Que imagens tem no seu arquivo que estejam a caminho de mais uma exposição ou um livro? Poderá nascer uma série “Aqui Lisboa” que abranja mais décadas?
Não sei se de muitas décadas, mas tenho fotografado Lisboa de uma forma quase obsessiva. Também tenho fotografado outras cidades, no entanto não me canso de fotografar Lisboa e às vezes até os mesmo locais, porque encontro sempre algo de diferente, nem que seja na luz, nas horas do dia, nas estações do ano. Lisboa é tão bonita e fotogénica. É a forma que encontro de juntar o útil ao agradável: caminhar para fazer exercício e fotografar (às vezes também filmar).
Actualmente é fotógrafo a tempo inteiro ou desenvolve outros projectos?
Sou jornalista e crítico de cinema há mais de 25 anos. Sou fotógrafo mais por intuição. Fui director-fundador da Premiere e dirigi-a durante oito anos, praticamente até ter sido fechada, em 2007. Actualmente, sou editor da MHD, uma revista de cinema online, e continuo a cobrir os três principais festivais de cinema: Berlim, Cannes e Veneza. Escrevo sobre cinema, críticas, faço regularmente comentários de cinema na informação da RTP, faço programação de cinema para mostras e festivais, documentários como o Gerações Curtas!? (2012) ou o Mar Urbano Lisboa (2019), curtas experimentais (tenho duas prontas), escrevo guiões, fotografo, estou a organizar o meu portfólio fotográfico e viajo bastante. Estou numa fase da vida que me permite, pelo menos para já, fazer o que me apetece. Na verdade, não paro.
Desde a década de 80, o que sente ter piorado e melhorado em Lisboa?
Não tem comparação, Lisboa está obviamente muito, mas muito melhor que nesses anos 80. Esses anos e a década seguinte. Os anos 90 foram cruciais para essa mudança e para que a cidade se tornasse, apesar de tudo (a perfeição não existe e independentemente dos poderes políticos e autárquicos que a governaram), uma das cidades mais interessantes e com melhor qualidade de vida da Europa, senão do mundo. Estou à vontade para dizê-lo. É verdade, o turismo de massa pode estragar tudo, os lisboetas estão a ser expulsos da cidade, os nossos salários são baixos, é difícil para os jovens viver na cidade com as rendas de casa muito elevadas, o estacionamento, as ciclovias... Enfim, as grandes discussões do antes e depois das eleições autárquicas.

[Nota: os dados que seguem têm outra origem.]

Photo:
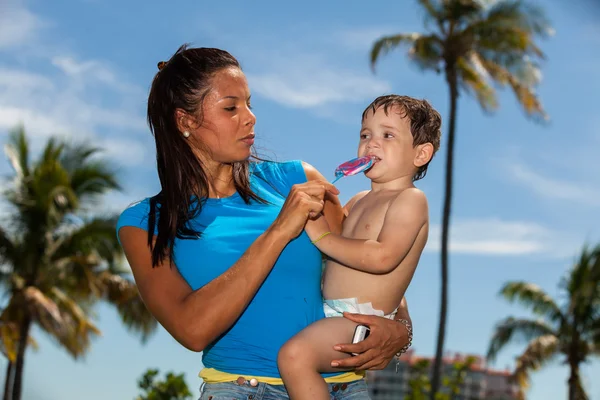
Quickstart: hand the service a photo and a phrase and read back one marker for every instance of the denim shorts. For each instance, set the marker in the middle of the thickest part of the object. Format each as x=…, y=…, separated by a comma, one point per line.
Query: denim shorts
x=356, y=390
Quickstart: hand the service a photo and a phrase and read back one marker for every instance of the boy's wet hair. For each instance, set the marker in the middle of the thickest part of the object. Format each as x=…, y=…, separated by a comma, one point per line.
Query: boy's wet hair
x=425, y=121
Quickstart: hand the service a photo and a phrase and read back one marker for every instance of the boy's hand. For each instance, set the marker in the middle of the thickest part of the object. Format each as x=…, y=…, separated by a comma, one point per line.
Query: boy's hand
x=317, y=227
x=387, y=337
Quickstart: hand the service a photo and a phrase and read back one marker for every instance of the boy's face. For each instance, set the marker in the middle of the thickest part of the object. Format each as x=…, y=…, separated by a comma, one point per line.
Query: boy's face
x=388, y=138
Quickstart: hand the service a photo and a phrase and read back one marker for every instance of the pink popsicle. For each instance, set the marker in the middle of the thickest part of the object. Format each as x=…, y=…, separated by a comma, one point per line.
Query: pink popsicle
x=353, y=167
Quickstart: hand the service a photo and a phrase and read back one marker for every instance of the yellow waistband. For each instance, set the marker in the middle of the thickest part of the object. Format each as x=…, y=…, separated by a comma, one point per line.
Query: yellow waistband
x=211, y=375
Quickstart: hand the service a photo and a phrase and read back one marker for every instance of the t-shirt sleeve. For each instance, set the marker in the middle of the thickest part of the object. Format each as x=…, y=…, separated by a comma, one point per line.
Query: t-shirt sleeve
x=282, y=175
x=135, y=215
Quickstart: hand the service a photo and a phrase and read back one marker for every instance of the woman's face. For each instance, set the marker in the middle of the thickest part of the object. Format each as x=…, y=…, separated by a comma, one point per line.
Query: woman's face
x=226, y=134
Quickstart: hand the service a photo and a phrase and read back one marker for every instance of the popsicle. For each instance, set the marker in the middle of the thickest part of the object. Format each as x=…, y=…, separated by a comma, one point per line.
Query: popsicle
x=353, y=167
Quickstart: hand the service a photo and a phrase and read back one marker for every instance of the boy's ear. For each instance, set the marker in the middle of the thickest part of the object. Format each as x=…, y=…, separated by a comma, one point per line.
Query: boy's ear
x=424, y=154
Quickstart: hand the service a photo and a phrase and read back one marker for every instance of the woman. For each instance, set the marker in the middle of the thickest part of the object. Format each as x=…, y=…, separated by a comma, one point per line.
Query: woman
x=219, y=255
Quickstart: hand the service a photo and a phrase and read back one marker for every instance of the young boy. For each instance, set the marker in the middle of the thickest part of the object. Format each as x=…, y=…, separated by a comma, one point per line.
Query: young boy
x=373, y=261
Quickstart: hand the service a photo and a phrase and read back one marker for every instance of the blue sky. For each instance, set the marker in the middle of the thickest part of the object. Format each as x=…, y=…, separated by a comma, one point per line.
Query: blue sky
x=526, y=195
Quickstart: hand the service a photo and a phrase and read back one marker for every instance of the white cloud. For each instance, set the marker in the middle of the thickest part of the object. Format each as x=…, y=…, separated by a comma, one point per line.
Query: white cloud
x=301, y=85
x=361, y=39
x=586, y=193
x=60, y=105
x=493, y=236
x=92, y=69
x=17, y=24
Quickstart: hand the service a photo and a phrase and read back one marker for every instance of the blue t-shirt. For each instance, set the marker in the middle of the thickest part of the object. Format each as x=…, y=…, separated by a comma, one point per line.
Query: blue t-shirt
x=290, y=298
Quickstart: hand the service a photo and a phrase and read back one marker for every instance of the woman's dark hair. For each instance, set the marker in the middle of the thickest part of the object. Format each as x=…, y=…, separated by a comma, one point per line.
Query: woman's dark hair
x=183, y=83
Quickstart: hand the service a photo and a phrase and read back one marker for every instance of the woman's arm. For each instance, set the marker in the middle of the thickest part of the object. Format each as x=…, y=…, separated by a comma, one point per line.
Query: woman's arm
x=386, y=339
x=332, y=211
x=197, y=318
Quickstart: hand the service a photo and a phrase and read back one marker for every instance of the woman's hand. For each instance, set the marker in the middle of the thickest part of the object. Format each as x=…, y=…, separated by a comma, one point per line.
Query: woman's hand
x=387, y=337
x=316, y=227
x=304, y=201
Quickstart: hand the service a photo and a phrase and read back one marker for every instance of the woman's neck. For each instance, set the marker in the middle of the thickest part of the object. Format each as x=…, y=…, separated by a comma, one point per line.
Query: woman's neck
x=220, y=179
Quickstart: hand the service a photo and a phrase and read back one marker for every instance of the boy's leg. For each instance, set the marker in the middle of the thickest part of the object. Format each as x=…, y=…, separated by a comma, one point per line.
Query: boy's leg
x=311, y=351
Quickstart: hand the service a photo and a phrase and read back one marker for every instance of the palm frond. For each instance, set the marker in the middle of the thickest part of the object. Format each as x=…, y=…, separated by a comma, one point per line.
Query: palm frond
x=539, y=352
x=473, y=80
x=459, y=13
x=511, y=329
x=385, y=44
x=124, y=294
x=534, y=298
x=427, y=53
x=583, y=287
x=522, y=90
x=44, y=311
x=93, y=179
x=78, y=330
x=96, y=235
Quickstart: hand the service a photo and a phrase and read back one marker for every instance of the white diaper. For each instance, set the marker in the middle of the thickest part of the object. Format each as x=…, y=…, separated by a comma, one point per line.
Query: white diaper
x=335, y=308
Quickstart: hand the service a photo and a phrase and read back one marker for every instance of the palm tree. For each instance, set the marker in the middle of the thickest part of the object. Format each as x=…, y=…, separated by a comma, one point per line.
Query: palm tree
x=58, y=258
x=570, y=329
x=475, y=43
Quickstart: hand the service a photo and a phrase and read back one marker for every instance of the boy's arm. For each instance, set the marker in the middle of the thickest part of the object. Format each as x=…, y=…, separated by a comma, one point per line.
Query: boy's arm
x=404, y=220
x=353, y=201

Na verdade, sempre foi difícil começar, mesmo nos anos 80. Mas era mais difícil viver numa cidade cinzenta, conservadora, que não dava aos jovens muitas oportunidades e muito menos esperança. Vejam os filmes: Variações ou Bem Bom, por exemplo. Agora acho que as coisas estão muito melhor para todos. Mas isso é uma longa discussão, e teríamos pano para mangas.
E por último uma provocação: a cidade corre o risco (bom ou mau, consoante o ponto de vista) de regressar aos anos 80 em alguns aspectos?
Jamais.
Arquivo Municipal de Lisboa – Fotográfico. Rua da Palma, 246. Seg-Sex 10.00-18.00. Entrada livre.